GENTE POBRE-RICA
Agora segura esta informação aqui: nós leitores temos oportunidade de ver como certas pessoas de classe média baixa ou pobres gostam de se comportarem como ricas. Trata-se da pura e genuína aparência; o estilo de vida de parecer ser o que não é. E como há esses tipos sociais. Basta que a pessoa abra por exemplo o Instagram e ver as postagens feitas por essas tais e quais pessoas pobres-ricas. Dá um dó ver essas pobres almas! A Sociologia dá uma outra classificação para essas pessoas (muito mais mulheres que homens). São as pessoas sem noção. Elas sofrem do chamado efeito-manada. Influenciadas que são por outras amigas, pelas redes sociais, pelas aliciantes e persuasivas propagandas. Horrores!
Porque havemos de diferenciar. Existem dois tipos de ricos: há aquele rico exibido, esnobe, soberbo, vaidoso; o que além do atributo e predicado de rico, de fato rico, ele gosta de se passar como rico em qualquer ambiente, inclusive nas redes sociais. E existe o rico, por vezes muito rico, que se passa por não rico. O sujeito é discreto, sem exibicionismo, sem ostentar riqueza; e até omite e faz tudo, se perguntado sobre o seu patrimônio, os bens possuídos, o poder aquisitivo, quantas balas tem na agulha, suas contas bancárias etc. Ou seja, temos aqui uma pessoa com ótimos e admiráveis qualificativos éticos e de relações sociais, visto não padecer desse pecado mortal, a soberba.
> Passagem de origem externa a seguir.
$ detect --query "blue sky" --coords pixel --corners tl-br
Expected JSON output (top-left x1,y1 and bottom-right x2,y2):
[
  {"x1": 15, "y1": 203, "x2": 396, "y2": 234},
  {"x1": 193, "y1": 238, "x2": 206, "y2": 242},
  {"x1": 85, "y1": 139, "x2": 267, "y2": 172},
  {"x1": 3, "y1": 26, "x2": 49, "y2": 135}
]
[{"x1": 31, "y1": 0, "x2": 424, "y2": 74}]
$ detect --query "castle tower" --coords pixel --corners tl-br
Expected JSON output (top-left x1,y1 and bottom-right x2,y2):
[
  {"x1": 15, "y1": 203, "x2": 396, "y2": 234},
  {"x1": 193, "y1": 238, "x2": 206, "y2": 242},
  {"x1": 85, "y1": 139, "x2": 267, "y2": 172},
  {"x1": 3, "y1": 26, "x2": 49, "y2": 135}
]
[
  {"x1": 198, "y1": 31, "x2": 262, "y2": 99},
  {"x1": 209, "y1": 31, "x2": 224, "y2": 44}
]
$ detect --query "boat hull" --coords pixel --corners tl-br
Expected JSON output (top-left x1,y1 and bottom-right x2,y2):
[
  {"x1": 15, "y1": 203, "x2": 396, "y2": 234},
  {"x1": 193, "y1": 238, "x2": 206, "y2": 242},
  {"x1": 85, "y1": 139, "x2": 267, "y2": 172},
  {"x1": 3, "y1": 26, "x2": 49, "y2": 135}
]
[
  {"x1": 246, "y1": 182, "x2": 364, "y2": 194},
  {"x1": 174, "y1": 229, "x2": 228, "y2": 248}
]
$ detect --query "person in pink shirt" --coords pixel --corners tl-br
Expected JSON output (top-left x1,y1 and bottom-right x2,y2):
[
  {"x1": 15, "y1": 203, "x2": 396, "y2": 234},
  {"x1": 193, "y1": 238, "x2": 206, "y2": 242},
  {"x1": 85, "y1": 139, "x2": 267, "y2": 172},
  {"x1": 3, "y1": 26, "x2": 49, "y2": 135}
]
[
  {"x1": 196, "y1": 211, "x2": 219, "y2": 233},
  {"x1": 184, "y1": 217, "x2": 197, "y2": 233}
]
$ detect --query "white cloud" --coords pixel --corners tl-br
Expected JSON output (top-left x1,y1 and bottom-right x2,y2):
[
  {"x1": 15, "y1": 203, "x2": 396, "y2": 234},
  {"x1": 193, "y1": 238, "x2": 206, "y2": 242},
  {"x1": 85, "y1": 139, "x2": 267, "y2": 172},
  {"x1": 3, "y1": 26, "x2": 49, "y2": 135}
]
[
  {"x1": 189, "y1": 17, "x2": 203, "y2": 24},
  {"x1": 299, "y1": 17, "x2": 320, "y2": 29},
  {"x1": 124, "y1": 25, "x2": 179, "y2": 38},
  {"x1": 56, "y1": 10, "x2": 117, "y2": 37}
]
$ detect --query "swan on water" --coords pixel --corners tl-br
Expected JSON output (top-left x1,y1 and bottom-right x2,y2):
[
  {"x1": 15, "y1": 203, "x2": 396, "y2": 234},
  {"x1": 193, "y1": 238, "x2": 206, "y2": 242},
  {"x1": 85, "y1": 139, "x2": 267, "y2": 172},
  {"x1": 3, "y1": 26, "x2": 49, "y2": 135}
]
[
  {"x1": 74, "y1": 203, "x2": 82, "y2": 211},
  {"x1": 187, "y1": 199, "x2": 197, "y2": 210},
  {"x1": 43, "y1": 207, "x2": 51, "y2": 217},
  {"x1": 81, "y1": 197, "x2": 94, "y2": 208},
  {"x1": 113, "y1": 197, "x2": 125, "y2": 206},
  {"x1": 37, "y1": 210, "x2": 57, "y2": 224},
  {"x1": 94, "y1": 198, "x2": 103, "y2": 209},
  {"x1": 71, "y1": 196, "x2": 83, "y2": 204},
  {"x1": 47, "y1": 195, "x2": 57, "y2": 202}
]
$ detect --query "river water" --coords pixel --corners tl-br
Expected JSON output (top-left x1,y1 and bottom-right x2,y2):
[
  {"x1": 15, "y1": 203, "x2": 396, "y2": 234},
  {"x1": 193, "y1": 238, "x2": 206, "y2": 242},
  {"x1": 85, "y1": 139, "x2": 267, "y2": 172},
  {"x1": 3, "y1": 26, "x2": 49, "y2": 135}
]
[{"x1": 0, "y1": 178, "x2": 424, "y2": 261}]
Agora, vamos a uma outra escala, ou as escalas mais baixas da prateleira social. Existem os chamados pobres-ricos. Se a gente for ser rigoroso e direto, pode-se dizer que há certas pessoas pobres ou classe média baixa metidas a ricas que muitas vezes não têm onde cair mortas, literalmente, porque não pode fazer face a um ritual post-mortem com dignidade e melhor padrão material e ornamental. No entanto, atenção para esses detalhes, são pessoas que noticiam, divulgam, comunicam e postam imagens, fotos e vídeos falsos, irreais nas redes sociais. Postagens fictícias, porque materialmente aqueles objetos, carros, motos não lhes pertencem. E mais, até certos predicados exibidos e alardeados não dizem nada delas. Falsidades, fantasias, ilusões! São nossos contatos virtuais.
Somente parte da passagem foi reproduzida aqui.